# Is a three-way mixed anova suitable here?

I have a question about what's the ideal test to run for my study design. I would appreciate any advice!

I have:

• One within-subjects factor: time (5 levels)

• 2 between-subjects factors: group (2 levels) and treatment (2 levels)

• And one dependent variable which is the levels of a biomarker in the blood.

I would like to see if the change in the biomarker levels significantly differ between the groups in response to the treatment over time.

Is it okay if I do a three-way(2x2x5) mixed ANOVA on this? A colleague told me that it is completely wrong to use an ANOVA and that I should do a linear mixed model instead.

Edit: The same individuals were measured over 5 timepoints. So, it's a repeated measures design. Each group (2 groups in total) of individuals were divided into 2 sub-groups. First sub-group received treatment A, the second group received treatment B. Each sub-group is around 20 individuals. So, 40 individuals per group, and 80 individuals in the whole experiment. The timepoints are evenly spaced (every week).

• Welcome to cv, Clarissa! Did you use the same individuals to measure over time, or do all data points come from different individuals? Please include this information in you (otherwise fine!) question. It is crucial for the decision if you should use a mixed model.
– Ute
Aug 25 at 22:06
• Thanks for pointing this out, Ute. I've edited my post. It was the same individuals tested over 5 timepoints. So, it's a repeated measures design. But each individual took either treatment A or treatment B, never both. Aug 25 at 22:17
• Thank you, and oops, sorry I overlooked that you had mentioned mixed ANOVA already. How many individuals do you have in each subgroup? And the time points, are they equally spread or is it like in some medical studies "after one week, a month, 3 months, a year"
– Ute
Aug 25 at 22:23
• No problem! Each sub-group is around 20 individuals. So, 40 individuals per group, and 80 individuals in the whole experiment. The timepoints are evenly spaced (every week). Aug 25 at 22:26
• Carissa, I believe that your critical colleague only heard "ANOVA", not mixed ANOVA. I can understand their concern on this background an have edited my answer accordingly.
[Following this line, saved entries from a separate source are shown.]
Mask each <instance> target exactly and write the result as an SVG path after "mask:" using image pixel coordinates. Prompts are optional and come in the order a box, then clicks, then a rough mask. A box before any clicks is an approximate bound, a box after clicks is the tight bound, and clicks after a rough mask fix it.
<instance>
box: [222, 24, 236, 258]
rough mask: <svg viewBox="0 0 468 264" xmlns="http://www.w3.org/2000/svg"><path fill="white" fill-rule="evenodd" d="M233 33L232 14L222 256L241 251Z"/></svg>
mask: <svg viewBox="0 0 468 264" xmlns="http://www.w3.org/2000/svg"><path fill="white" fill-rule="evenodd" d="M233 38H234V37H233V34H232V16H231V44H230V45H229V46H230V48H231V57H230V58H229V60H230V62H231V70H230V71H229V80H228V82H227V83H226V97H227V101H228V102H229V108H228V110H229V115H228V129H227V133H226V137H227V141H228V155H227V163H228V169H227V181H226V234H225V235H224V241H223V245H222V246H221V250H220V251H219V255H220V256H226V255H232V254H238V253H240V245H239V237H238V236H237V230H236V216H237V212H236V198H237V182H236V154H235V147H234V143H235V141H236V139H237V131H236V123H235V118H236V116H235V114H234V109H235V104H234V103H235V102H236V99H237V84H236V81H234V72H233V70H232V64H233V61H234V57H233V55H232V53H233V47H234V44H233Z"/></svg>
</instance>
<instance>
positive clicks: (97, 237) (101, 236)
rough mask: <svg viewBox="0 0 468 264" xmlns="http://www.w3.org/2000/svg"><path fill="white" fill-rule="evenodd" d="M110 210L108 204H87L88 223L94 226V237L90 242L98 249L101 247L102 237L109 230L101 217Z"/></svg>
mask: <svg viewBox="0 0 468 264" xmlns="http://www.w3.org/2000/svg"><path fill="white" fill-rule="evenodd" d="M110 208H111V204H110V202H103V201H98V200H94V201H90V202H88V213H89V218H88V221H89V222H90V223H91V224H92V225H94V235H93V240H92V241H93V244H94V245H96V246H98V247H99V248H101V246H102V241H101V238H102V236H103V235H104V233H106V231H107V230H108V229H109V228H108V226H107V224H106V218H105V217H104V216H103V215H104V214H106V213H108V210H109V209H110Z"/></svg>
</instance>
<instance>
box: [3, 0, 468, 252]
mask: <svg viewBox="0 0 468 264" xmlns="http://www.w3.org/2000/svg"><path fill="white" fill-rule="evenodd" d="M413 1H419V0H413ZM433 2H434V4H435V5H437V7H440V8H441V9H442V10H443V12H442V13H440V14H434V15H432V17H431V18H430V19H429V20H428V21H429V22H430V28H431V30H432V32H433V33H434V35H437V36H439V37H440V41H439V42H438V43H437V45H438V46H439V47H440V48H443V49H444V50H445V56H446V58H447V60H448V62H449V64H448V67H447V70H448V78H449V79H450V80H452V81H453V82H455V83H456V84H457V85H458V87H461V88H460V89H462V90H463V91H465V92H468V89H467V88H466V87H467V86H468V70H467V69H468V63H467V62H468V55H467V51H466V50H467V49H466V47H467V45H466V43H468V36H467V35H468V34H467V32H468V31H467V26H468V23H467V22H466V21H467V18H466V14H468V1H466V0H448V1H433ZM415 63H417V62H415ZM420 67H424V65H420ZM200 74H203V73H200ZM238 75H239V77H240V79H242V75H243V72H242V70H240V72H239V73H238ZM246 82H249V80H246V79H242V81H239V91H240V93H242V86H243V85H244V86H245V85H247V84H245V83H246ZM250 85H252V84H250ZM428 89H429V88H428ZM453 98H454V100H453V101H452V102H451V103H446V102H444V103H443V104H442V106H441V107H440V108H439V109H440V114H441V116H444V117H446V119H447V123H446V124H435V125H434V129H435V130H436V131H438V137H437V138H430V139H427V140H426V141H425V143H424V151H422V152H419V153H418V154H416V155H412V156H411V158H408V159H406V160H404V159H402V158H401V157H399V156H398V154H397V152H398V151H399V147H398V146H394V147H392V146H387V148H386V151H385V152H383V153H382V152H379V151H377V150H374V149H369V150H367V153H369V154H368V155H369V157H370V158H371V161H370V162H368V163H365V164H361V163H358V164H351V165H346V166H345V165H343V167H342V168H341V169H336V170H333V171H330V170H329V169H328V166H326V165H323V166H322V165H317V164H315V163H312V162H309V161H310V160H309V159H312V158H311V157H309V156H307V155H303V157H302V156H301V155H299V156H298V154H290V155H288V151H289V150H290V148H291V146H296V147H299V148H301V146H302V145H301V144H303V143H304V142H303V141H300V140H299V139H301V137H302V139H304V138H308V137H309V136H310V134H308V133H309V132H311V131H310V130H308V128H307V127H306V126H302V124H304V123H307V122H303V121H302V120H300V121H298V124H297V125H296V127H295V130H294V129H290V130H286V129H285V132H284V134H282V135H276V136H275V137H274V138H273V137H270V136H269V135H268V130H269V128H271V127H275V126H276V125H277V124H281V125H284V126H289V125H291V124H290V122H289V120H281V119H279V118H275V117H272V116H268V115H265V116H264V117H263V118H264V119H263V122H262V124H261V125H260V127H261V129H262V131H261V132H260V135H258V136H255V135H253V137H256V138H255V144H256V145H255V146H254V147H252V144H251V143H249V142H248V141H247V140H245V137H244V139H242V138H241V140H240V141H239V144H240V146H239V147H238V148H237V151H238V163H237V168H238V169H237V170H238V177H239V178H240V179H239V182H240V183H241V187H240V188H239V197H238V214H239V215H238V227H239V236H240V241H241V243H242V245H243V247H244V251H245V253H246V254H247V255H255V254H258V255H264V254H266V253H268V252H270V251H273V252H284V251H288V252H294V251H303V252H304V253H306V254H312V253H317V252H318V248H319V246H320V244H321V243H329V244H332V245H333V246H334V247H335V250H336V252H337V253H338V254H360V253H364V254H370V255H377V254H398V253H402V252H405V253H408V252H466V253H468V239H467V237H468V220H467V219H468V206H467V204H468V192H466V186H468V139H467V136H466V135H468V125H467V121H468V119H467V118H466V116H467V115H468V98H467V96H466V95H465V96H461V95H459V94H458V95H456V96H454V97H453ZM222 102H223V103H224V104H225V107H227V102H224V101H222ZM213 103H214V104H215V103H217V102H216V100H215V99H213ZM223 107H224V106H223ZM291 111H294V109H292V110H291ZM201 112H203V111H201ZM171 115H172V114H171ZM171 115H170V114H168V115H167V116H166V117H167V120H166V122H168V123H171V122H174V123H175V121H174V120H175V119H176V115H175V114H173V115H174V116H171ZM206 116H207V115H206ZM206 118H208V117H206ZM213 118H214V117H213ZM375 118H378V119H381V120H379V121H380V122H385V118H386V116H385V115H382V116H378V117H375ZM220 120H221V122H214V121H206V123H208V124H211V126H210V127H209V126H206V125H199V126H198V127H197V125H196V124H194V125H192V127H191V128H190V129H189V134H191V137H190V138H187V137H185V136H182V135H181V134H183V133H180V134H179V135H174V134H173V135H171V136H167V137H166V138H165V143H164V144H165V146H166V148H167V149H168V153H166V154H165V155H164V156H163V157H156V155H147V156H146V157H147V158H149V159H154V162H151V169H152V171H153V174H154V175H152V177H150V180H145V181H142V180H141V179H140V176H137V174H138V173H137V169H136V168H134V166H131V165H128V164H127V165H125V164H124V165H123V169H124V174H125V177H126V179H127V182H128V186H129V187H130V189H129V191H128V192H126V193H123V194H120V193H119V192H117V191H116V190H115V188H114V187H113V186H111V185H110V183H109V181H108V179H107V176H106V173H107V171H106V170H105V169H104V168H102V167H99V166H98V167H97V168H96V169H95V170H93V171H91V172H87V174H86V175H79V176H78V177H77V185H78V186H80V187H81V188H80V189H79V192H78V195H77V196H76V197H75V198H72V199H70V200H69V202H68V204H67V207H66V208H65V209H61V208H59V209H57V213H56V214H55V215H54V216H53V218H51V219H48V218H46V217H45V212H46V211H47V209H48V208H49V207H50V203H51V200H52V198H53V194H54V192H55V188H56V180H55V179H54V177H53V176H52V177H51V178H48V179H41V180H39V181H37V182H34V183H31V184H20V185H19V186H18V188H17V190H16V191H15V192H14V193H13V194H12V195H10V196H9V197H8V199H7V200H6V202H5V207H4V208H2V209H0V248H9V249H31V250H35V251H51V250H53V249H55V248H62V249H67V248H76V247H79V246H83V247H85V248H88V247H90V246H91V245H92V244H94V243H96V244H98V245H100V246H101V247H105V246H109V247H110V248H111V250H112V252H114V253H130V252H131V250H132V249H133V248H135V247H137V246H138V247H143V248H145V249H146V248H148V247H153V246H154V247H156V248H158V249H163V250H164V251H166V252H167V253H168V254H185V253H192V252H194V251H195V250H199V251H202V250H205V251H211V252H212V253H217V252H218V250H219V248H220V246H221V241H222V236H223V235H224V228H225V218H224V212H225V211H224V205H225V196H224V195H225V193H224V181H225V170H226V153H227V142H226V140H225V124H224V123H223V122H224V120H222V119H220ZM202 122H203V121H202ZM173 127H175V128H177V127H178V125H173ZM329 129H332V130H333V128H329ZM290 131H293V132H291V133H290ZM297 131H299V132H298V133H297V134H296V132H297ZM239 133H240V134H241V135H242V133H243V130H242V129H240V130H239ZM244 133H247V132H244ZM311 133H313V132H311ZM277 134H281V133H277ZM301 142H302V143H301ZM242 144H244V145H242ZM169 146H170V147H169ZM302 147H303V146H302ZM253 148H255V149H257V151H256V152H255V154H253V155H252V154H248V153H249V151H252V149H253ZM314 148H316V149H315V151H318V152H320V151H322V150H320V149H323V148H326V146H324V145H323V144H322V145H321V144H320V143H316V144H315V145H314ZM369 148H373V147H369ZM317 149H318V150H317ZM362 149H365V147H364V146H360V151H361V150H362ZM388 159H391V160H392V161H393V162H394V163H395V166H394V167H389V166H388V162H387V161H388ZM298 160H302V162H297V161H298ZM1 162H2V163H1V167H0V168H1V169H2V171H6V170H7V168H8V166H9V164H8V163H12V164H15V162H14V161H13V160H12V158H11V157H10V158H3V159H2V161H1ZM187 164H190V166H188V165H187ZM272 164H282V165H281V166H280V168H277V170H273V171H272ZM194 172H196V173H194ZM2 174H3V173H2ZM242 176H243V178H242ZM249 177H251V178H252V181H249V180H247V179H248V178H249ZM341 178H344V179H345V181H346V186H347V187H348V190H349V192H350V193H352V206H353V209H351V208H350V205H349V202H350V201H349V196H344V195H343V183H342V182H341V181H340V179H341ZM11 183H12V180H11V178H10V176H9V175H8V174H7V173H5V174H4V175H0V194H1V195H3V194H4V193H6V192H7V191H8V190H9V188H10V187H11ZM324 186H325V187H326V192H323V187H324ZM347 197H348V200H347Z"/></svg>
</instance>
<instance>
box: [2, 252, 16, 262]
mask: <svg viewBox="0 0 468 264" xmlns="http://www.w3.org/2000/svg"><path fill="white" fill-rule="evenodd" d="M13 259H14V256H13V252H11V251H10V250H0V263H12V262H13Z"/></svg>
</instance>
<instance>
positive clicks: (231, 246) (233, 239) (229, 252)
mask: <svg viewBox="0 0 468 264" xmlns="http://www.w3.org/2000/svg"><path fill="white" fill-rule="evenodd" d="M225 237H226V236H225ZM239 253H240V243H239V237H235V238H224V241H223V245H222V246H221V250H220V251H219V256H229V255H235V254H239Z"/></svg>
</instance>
You are probably both right with correctnes of the models you propose, and it is a misunderstanding - I also did not see "mixed" on first read, it is not so common :-)
– Ute
Aug 27 at 11:29

Linear mixed models are the technique to go for, since you are interested in the change in biomarker levels over time. Your experimental design is perfect for this purpose.

Linear mixed models require that you carefully think about how to specify the model. Use your biological knowledge beforehand to clarify if you would expect differences in the rate at which the biomarker level changes only between groups, or between treatments, or even between individuals in each subgroup, and the same for the intercept. Also think about if a straight line would be a good approximation for the evolution of biomarker level within the five weeks, or if you expect something largely different, such as exponential growth.